As you can larger, configuration management software can help. Also, OpenEFS would be a suitable solution.
With static content and certain types of content, there are more options available. These decisions because more glaring when you attempt to modify or upload content via the load balanced application itself, as if you do not handle this well, you will result in data partition. For example, an uploaded file will only be on one of the load balanced servers.
In no particular order:
- Use a content delivery network.
- Proxy your static content with caching yourself.
- Abstract the data storage to a highly available filesystem.
- Often, ideally, the preferred solution is to store the content in a database.
2) Similarly, if I had to scale out the DB into more than one server, is there any other way apart from replication or is mysql replication the best way to go about it.
It depends on your end goal: consistency, availability, or partition tolerance. Compromises will likely be necessary. This is an expansive subject, where you would benefit from reading a book such as High Performance MySQL. Common options:
- Dual master replication using a technology like Linux-HA, VRRP, or multi master MySQL. This would have a floating IP. You would need to implement auto-id offset and be aware of application performance.
- Using a solution like DRBD for block level storage replication and then again using a technology like Linux-HA to failover the resources in case of failure.
MySQL also has various white papers published.
3) I have read that separating the database from the web server is a good idea, why is that? If I had 2 servers, can't I have both the DB and the files on both servers.
It is better to dedicate role to purpose, as it reduces complexity and security risk. You would likely benefit from a minimum of two load balancers, two database servers, and two Web servers. Be aware of additional points of failure, as high availability will not stop there. Your network will likely be the next obvious single point of failure.

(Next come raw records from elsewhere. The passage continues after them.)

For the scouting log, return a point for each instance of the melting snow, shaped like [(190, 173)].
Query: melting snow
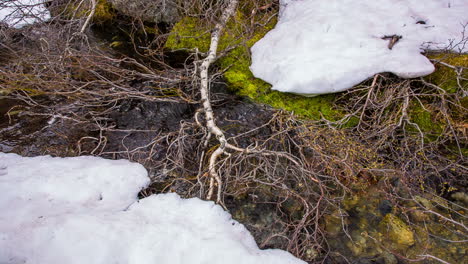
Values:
[(19, 13), (322, 47), (85, 210)]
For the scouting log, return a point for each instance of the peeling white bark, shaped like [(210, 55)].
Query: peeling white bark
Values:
[(205, 97)]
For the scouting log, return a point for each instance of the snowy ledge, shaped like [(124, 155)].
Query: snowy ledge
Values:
[(86, 210), (321, 47), (18, 13)]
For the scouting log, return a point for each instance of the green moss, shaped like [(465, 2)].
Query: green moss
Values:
[(104, 12), (190, 33), (445, 77), (427, 120)]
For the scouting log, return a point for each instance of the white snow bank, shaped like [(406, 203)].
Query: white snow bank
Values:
[(328, 46), (18, 13), (85, 210)]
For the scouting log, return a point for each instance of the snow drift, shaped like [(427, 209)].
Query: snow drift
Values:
[(18, 13), (85, 210), (322, 47)]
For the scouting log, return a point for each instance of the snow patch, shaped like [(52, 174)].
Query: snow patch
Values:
[(85, 210), (321, 47), (18, 13)]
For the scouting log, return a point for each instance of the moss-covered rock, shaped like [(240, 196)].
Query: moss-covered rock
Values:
[(446, 77), (191, 33)]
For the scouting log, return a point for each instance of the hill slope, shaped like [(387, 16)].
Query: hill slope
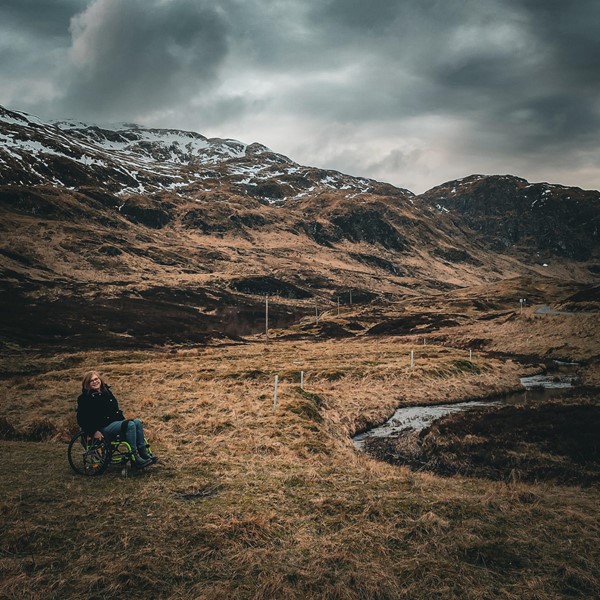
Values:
[(122, 235)]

It also enables standard builds, scaling, and transferring roles with less complication. Nevertheless, these features are not unique to separating server roles.
4) Is something known as a load balancer needed and would it help balance mysql queries as well if replication were set up?
For write queries and MySQL, it's often easier to scale up vertically. To scale out horizontally, which would be preferred with many modern solutions, you need to employ an architecture such as sharding. Ideally, your application would have to be designed to support that. There are also various middleware solutions that I am generally wary of.
You could load balance easily to MySQL replication slave servers, which would allow you to use a load balanced VIP for readonly queries.